On Feb 17, 2013, at 9:57 AM, "Livingood, Jason" 
<jason_living...@cable.comcast.com>
 wrote:
> A Negative Trust Anchor should IMO be locally configured and not rely upon
> any external validation or sourcing for the Negative Trust Anchor(s).

What's local?   How does the local authority know to set a negative trust 
anchor?   This seems very labor-intensive and failure-prone.   Generally 
speaking, from what I've heard, when bad DNSSEC configurations happen, there's 
a back-and-forth with the administrator of the broken zone.   But this is all 
third-hand, at best--if your experience has been different I would like to hear 
about it.

> It basically tells the recursive resolver to not perform (skip) DNSSEC
> validation on a specific domain name for which a Negative Trust Anchor has
> been locally configured. Since it would be locally configured it should
> not rely on the CA infrastructure at all, and all of the inherent issues
> of that - or need to rely on certificate revocations and whatnot.
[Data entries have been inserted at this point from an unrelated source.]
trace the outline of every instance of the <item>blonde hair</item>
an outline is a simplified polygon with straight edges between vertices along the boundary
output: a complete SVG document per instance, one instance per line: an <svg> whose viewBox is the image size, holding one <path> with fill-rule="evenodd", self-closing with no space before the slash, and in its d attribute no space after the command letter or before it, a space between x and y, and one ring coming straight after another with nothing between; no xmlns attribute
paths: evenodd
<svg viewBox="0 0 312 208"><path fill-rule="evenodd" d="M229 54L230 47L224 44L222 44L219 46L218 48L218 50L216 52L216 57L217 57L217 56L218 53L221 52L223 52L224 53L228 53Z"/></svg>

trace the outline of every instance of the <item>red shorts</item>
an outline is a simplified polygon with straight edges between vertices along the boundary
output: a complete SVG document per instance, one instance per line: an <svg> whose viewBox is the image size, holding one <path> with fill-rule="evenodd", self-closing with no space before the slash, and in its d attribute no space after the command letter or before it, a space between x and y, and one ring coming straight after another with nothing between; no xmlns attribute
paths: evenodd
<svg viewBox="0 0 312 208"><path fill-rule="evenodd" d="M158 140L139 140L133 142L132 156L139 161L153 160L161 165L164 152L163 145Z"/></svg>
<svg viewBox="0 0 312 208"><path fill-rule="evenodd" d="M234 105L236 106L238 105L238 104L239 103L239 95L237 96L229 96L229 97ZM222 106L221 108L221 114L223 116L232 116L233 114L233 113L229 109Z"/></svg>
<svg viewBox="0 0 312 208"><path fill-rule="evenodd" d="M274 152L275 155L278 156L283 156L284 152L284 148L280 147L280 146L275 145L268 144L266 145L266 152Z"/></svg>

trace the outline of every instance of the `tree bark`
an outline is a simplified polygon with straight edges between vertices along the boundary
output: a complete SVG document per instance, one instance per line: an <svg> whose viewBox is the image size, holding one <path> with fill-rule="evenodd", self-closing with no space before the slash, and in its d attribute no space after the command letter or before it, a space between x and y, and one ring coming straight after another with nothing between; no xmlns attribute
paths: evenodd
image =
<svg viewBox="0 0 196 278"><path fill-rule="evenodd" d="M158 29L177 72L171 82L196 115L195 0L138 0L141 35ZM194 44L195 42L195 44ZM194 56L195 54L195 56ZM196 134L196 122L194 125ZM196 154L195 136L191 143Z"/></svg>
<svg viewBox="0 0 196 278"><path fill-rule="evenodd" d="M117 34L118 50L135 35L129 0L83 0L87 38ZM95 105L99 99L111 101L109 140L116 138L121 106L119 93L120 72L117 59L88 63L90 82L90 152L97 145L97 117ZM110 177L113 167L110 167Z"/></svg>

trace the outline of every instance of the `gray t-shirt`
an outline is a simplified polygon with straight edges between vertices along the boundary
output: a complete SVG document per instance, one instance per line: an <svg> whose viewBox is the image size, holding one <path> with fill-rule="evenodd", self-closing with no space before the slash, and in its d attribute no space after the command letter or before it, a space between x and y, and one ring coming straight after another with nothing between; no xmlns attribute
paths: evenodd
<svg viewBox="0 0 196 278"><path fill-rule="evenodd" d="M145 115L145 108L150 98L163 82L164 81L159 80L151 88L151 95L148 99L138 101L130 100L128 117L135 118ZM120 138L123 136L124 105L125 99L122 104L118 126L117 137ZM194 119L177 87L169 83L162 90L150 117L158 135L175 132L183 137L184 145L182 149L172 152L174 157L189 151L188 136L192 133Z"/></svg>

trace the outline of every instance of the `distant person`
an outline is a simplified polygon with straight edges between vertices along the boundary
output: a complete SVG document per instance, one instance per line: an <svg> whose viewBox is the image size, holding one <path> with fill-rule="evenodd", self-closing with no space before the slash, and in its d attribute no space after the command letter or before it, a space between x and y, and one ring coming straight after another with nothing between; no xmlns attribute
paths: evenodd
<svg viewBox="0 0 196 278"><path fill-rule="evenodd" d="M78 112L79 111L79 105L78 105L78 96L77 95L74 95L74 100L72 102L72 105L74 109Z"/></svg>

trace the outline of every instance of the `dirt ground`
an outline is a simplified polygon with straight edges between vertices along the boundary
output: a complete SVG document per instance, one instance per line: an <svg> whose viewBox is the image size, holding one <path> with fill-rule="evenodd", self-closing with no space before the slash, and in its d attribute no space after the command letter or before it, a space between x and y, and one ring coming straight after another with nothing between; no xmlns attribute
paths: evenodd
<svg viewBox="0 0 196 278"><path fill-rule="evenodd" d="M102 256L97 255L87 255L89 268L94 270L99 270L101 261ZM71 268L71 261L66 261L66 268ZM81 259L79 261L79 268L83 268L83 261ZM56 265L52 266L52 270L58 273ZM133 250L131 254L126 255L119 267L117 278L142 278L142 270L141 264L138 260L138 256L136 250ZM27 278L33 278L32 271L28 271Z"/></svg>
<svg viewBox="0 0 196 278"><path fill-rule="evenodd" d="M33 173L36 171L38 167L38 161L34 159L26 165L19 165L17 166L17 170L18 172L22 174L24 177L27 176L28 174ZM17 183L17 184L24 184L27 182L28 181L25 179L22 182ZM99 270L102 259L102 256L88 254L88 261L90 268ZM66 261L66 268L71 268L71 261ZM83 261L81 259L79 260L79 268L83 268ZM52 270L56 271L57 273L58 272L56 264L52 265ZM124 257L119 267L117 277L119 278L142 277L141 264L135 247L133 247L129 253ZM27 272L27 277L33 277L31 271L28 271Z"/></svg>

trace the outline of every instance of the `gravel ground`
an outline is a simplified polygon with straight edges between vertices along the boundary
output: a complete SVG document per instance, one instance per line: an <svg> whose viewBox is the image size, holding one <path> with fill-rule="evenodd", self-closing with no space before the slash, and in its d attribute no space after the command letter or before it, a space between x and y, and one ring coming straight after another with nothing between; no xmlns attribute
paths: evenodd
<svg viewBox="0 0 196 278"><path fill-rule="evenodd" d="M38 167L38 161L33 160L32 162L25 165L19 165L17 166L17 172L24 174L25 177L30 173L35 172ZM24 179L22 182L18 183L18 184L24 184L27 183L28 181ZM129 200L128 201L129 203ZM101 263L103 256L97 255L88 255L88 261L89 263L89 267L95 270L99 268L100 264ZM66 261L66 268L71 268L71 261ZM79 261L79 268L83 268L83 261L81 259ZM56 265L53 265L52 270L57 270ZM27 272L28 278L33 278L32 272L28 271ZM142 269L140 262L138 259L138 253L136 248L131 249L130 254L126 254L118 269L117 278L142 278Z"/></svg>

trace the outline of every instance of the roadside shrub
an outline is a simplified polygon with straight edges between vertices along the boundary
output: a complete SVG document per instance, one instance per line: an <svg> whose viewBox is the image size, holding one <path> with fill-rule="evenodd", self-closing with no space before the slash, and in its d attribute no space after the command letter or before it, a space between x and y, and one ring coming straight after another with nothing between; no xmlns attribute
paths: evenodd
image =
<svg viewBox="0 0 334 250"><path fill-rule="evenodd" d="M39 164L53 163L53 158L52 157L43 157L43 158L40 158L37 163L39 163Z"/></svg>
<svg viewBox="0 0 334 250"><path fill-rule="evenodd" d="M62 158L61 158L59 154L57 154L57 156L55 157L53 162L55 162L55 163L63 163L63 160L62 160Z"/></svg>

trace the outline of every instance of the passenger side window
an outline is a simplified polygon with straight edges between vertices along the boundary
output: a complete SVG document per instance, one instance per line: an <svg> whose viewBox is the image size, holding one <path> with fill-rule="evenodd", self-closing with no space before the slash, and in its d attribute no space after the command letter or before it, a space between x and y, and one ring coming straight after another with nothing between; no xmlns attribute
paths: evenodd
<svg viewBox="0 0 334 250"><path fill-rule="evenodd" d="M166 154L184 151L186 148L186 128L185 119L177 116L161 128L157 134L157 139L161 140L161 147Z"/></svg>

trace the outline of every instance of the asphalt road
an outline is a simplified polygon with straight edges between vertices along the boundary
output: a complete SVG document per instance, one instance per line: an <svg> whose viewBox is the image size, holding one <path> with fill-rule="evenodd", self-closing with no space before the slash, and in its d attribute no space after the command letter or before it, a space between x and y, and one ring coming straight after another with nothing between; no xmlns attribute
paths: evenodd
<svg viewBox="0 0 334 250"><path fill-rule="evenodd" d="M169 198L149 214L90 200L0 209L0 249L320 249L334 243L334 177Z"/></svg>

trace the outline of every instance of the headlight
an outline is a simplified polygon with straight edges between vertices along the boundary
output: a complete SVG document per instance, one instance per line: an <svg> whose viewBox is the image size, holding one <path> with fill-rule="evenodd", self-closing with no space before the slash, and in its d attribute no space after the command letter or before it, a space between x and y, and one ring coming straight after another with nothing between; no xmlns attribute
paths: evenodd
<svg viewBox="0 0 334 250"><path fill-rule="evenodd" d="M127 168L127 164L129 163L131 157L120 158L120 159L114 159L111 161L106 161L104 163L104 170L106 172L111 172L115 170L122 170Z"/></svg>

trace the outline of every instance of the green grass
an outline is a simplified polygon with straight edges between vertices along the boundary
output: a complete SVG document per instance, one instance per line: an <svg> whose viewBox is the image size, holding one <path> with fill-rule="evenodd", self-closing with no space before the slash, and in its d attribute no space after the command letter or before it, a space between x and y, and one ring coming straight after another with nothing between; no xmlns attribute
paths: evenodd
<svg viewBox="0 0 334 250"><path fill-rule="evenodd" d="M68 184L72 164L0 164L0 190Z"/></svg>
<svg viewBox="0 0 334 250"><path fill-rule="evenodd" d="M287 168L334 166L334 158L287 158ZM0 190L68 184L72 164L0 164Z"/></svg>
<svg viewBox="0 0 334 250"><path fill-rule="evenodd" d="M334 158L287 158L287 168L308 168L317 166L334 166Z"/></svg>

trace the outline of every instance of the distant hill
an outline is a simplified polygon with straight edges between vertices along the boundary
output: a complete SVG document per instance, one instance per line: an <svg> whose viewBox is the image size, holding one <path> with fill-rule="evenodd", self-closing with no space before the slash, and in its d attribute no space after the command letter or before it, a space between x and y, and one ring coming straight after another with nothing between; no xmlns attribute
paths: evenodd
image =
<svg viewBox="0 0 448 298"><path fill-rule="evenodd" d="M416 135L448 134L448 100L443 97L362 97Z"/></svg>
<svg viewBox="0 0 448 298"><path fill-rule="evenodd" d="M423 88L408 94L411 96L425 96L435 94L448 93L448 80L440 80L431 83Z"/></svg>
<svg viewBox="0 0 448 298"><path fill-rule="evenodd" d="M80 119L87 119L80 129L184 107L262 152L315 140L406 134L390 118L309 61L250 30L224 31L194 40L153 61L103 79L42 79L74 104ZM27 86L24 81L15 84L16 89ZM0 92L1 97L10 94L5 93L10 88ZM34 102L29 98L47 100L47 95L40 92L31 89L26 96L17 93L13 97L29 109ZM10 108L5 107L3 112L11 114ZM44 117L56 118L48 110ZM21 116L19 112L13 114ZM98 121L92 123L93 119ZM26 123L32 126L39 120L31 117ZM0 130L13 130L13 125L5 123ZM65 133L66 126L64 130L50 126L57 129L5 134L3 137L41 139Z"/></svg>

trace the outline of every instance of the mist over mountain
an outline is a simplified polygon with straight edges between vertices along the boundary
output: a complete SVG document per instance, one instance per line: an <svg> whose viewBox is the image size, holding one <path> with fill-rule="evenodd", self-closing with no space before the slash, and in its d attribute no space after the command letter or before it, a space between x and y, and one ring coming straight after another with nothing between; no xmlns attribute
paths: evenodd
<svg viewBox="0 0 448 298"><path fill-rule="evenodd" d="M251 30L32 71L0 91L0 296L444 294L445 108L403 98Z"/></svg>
So this is assuming that validation is occurring on a caching resolver run by 
the provider, and that negative trust anchors simply won't have any effect for 
hosts that do their own validation?

> Also, if a domain has already messed up their DNSSEC signing operations,
> it is unlikely they'd figure out a way to properly sign a Negative Trust
> Anchor or anything else for that matter.

I think this is wrong: the incidents I've heard of were mistakes, which 
resulted in teaching moments for the people who made them, which resulted in 
them learning how to do it right.   It's not like you're going to get a broken 
zone signature if you are completely ignorant, because if you are completely 
ignorant you're not going to try to sign the zone.

> I hope that helps, assuming of course that I understood the question
> relating RFC5280 to this I-D. :-)

It does help--thanks!

On to your response to Joe:

> 5. The DNSOP WG should discuss how to assess when critical DNSSEC
> deployment mass has been achieved so that this is no longer a common
> practice.

Who cares?   If you publish this, you have to assume that whatever you 
recommend here is going to continue to be used well beyond its intended 
lifetime.   Of course, e.g. Comcast will do the right thing, but this won't 
just be used by Comcast.

I think that if you acknowledge that host-resident validating resolvers are not 
going to support negative trust anchors, this is a non-problem, since the rise 
of host-resident validating resolvers, which I think is inevitable in the long 
run, will automatically obsolete this work.

However, if you do decide to rely on this, it's probably worth talking about 
what that obsolescence path will look like, since an NTA in the provider 
caching resolver may produce different results on the host-resident validating 
resolver, as you mention in point 6.